The 118th AICS Cafe
Joint seminar (Large-scale Parallel Numerical Computing Technology Research Team)
Date and Time: Wed. Aug. 2, 2017, 14:00-16:30
Place: Workshop room (6th floor) at AICS
Keita Teranishi (Sandia National Laboratories, California)
Balazs Gerofi (System Software ResearchTeam)
Miwako Tsuji（Programming Environment Research Team）
Presentation Language: English
Presentation Material: English
【14:00-15:00】Keita Teranishi (Sandia National Laboratories, California)
Title: Toward Resilient Asynchronous Many Task Programming
Abstract: As semiconductor technology reaches its physical limit, the performance improvement of high performance computing systems no longer follows the predictions by Moore’s law.
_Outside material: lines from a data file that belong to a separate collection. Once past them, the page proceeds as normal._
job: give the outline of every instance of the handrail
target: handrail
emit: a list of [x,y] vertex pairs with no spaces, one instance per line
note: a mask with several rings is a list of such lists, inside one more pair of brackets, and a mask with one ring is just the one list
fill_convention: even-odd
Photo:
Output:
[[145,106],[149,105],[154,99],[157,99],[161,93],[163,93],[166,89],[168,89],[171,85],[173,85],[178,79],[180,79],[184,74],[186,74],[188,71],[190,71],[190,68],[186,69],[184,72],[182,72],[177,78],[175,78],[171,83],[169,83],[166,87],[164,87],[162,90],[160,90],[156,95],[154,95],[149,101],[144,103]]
One of the viable approaches to address this stagnation is to relax the reliability of computing systems, and leave the application users to manage it. To enable this idea, it is essential for programming model to embrace a resilience capability. Today, the major resilience framework is coordinated checkpoint and restart (C/R), which involves global coordination of processes and threads for accommodating consistent global application state. However, this global recovery model entails inherent scalability issues and disproportionate use of resources to respond to local failures. These issues are better handled through asynchronous many task (AMT) programming model that is intended for deriving good scalability from unprecedented parallelism and complexity of node architecture of future HPC systems. A runtime system with AMT enables abstractions for encapsulating streams of program execution (tasks) and organizing the application data as objects rather than a sequence of data mapped to the system address space. In the AMT model, resilience is achieved through task re-execution and replication facilitated with versioning and replication of data objects. However, extensive research on task-based resilience is still required to determine the roadmap of resilience in the context of the programming environment. We will discuss our ongoing activities on the resilience of high performance AMT programming model and the challenges for scalable HPC application resilience.
【15:30－16:00】Miwako Tsuji（Programming Environment Research Team）
Title: Fault tolerance features in an XMP-YML scientific workflow programming model
Abstract: Supercomputers in the exa-scale era would consist of a huge number of nodes arranged in a multi-level hierarchy. There are many important challenges to exploit such systems such as scalability, programmability, reliability etc... In this talk, we focus on the scalability, programmability and fault tolerance features of a multi SPMD programming model. We have developed a development and execution environment based on workflow and PGAS (Partitioned Global Address Space) . We have extended the environment by incorporating fault resilience scheduling policy into the workflow scheduler.
【16:00-16:30】Balazs Gerofi (System Software ResearchTeam)
Title: IHK/McKernel: A Lightweight Multi-kernel based Operating System for Extreme Scale Supercomputing
Abstract: RIKEN Advanced Institute for Computation Science leads the development of Japan's next generation flagship supercomputer, the successor of the K Computer. Part of this effort is to design and develop a system software stack that suits the needs of future extreme scale computing. In this talk, we focus on operating system research and discuss IHK/McKernel, our multi-kernel based operating system framework. IHK/McKernel runs Linux with a light-weight kernel side-by-side on compute nodes with the primary motivation of providing scalable, consistent performance for large scale HPC simulations, but at the same time to retain a fully Linux compatible execution environment. We present an overview of the system architecture, provide preliminary results on up to two thousand Intel Xeon Phi nodes and outline future research directions.